Bank statements will be used to check your budget. In some cases, proof of expenses can be requested. Obviously, if your budget has a surplus, this is a sign that you may be requested to pay contributions. If your budget includes high costs for discretionary items like entertainment you can expect these costs to be cut back. Other types of costs are more difficult, for example, high payments for overseas debts. The Official Assignee probably won’t be happy with this but if the debts were incurred some time ago, and stopping payment will cause financial hardship in another country, or leave your budget worse off, our experience is that the Official Assignee will probably consider this sympathetically. Sometimes we find that people overlook essential expenses which need to be included to provide an accurate picture. In one case we had a client who spent a large fraction of his weekly income on London public transport, but nothing has been included in the budget.
If you are asked to pay a regular contribution, the common reaction is to panic and say that this is unaffordable, but there are often things that can be done. We have had many client cases where contributions have been requested, but once further justification has been provided, or negotiations undertaken, our client and the Official Assignee have been able to agree on a smaller amount that both parties can live with. Usually we can negotiate this on your behalf, however, in a few cases we have found it helpful for our client to make direct contact with their insolvency officer and talk through their budget and present situation. If an agreement is still not possible, it may be possible to defer a decision about contributions for a period (say, 3 – 6 months) with no requirement to backpay once negotiations resume - when you are hopefully back on your feet a bit better financially.

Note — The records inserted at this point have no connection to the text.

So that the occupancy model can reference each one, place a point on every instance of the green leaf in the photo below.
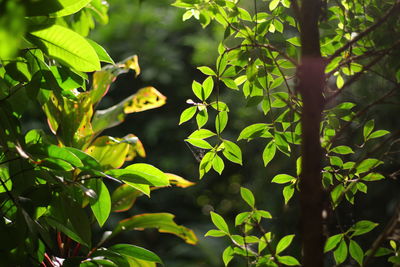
(282, 178)
(215, 233)
(367, 165)
(269, 152)
(201, 134)
(254, 130)
(340, 254)
(70, 7)
(220, 121)
(356, 252)
(343, 150)
(332, 242)
(232, 152)
(187, 114)
(123, 198)
(206, 70)
(368, 128)
(284, 243)
(218, 164)
(373, 176)
(202, 118)
(101, 206)
(288, 260)
(227, 255)
(141, 173)
(135, 252)
(247, 196)
(199, 143)
(219, 222)
(273, 4)
(101, 52)
(41, 151)
(198, 90)
(67, 46)
(363, 227)
(163, 222)
(288, 192)
(207, 86)
(378, 134)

In the past, if the bankrupt did not pay their contributions usually nothing happened. This has changed and there are recent cases in Australia where the New Zealand Official Assignee has taken Australian Court action to pursue contributions. In the cases that we know of this has only happened when the bankrupt has done nothing – no payment and no response to the Official Assignee’s request. The important thing is to respond on time and to negotiate if required.
If a payment amount is agreed, it should be paid on time. Contributions will usually be paid monthly, but a different payment interval can be discussed if this works better for you. If your income fluctuates some people find it helpful to negotiate a system of quarterly reporting and payment. If you find that you cannot pay an amount this needs to be communicated. In most cases, a reasonable outcome can be worked through with the Official Assignee.